A pioneering project to support English language teaching working with members of the deaf community in India has got underway.
Lancaster researchers, together with colleagues from the University of Central Lancashire and researchers and peer tutors from the Deaf community, are developing new forms of English literacy teaching for users of sign language.
The team will enhance deaf students’ ability to use written English, enabling them to communicate more effectively with people who don’t use sign language and to extend their possibilities of employment.
Online tools are playing a major role in the model being developed. By making full use of smartphones, an online platform, digital technologies and social networking sites, the project seeks to improve the lives of young adult deaf students who have often been left behind by formal education.
Lancaster University researchers Dr Uta Papen, Dr Julia Gillen, Dr Karin Tusting and Phil Tubman, a learning technologist, are involved in the one-year pilot project.
They will train deaf research assistants and peer tutors in researching their uses of English literacy, collecting and examining examples of texts in English that learners engage with. They will also work with the team to prepare learning activities and lessons around these.
Dr Uta Papen said: “The project has a ‘learner centred’ approach. It is all about helping local people to develop their own materials to help deaf people, in their community.
“We aim to deliver sustainable educational innovation that will help raise literacy levels and improve the quality of life of people.
“We are all looking forward to the project and working to make a real difference – not only in the communities we will be operating in, but in other parts of the world in the future.”
The project aims to support deaf people in developing literacy using sign language, peer tuition and learner-generated online content.
Professor Ulrike Zeshan, of the International Institute for Sign Languages and Deaf Studies based at the University of Central Lancashire (UCLan), is leading the project along with Sibaji Panda, an academic based in India.
Research in India is being carried out in partnership with The National Institute of Speech and Hearing, in Kerala, and a network of five deaf-led NGOs.
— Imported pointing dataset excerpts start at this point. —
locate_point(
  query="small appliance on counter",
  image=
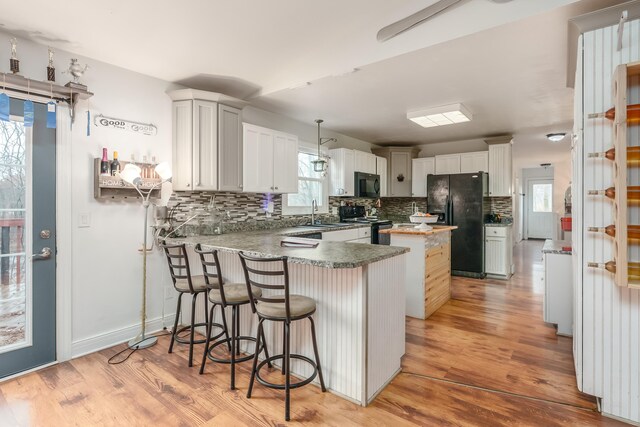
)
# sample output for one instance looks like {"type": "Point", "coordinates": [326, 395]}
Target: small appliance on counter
{"type": "Point", "coordinates": [367, 185]}
{"type": "Point", "coordinates": [358, 214]}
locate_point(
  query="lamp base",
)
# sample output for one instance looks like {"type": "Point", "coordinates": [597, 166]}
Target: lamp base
{"type": "Point", "coordinates": [140, 343]}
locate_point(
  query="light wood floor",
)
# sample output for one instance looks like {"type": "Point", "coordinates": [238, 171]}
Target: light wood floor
{"type": "Point", "coordinates": [484, 359]}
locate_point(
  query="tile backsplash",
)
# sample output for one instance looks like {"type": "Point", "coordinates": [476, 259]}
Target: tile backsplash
{"type": "Point", "coordinates": [245, 211]}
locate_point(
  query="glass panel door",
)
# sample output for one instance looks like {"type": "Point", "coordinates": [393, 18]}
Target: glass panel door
{"type": "Point", "coordinates": [15, 286]}
{"type": "Point", "coordinates": [27, 241]}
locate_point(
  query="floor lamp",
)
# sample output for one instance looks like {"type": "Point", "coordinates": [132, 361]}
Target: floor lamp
{"type": "Point", "coordinates": [131, 174]}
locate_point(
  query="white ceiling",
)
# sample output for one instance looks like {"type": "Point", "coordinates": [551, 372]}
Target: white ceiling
{"type": "Point", "coordinates": [505, 62]}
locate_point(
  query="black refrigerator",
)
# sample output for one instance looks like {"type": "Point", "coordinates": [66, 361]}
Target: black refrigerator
{"type": "Point", "coordinates": [460, 200]}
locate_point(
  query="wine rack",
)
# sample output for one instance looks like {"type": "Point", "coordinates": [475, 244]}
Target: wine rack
{"type": "Point", "coordinates": [113, 187]}
{"type": "Point", "coordinates": [624, 75]}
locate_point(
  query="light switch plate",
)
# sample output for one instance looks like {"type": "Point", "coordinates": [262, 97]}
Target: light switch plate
{"type": "Point", "coordinates": [84, 220]}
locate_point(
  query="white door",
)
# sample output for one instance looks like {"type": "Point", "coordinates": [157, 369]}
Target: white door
{"type": "Point", "coordinates": [539, 209]}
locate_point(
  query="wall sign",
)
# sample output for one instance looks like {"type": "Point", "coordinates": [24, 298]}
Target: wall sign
{"type": "Point", "coordinates": [110, 122]}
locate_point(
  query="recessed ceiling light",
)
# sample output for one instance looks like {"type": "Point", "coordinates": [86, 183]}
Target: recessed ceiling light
{"type": "Point", "coordinates": [440, 116]}
{"type": "Point", "coordinates": [556, 137]}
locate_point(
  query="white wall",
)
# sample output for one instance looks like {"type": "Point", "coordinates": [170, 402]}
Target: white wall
{"type": "Point", "coordinates": [107, 268]}
{"type": "Point", "coordinates": [452, 147]}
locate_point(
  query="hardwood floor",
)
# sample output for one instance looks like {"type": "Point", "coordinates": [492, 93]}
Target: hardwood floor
{"type": "Point", "coordinates": [484, 359]}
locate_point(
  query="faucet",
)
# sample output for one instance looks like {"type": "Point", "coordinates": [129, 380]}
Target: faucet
{"type": "Point", "coordinates": [314, 208]}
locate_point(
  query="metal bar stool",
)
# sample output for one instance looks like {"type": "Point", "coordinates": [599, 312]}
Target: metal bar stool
{"type": "Point", "coordinates": [184, 283]}
{"type": "Point", "coordinates": [232, 295]}
{"type": "Point", "coordinates": [279, 308]}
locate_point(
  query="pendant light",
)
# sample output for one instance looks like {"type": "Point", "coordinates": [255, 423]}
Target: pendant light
{"type": "Point", "coordinates": [321, 164]}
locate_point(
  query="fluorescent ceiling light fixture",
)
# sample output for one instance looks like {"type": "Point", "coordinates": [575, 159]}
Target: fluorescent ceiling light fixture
{"type": "Point", "coordinates": [556, 137]}
{"type": "Point", "coordinates": [440, 116]}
The project also aims to create a model of teaching that can be used in other countries, including Ghana and Uganda.
A deaf researcher located at Lancaster University’s Ghana campus and a deaf researcher working with the Uganda National Association of the Deaf will examine how the project can be transferred across cultures and pave the way for future collaborations there.
The project is funded by the Economic and Social Research Council and the Department for International Development, as part of the ‘Education and Development: Raising Learning Outcomes in Educational Systems’ programme.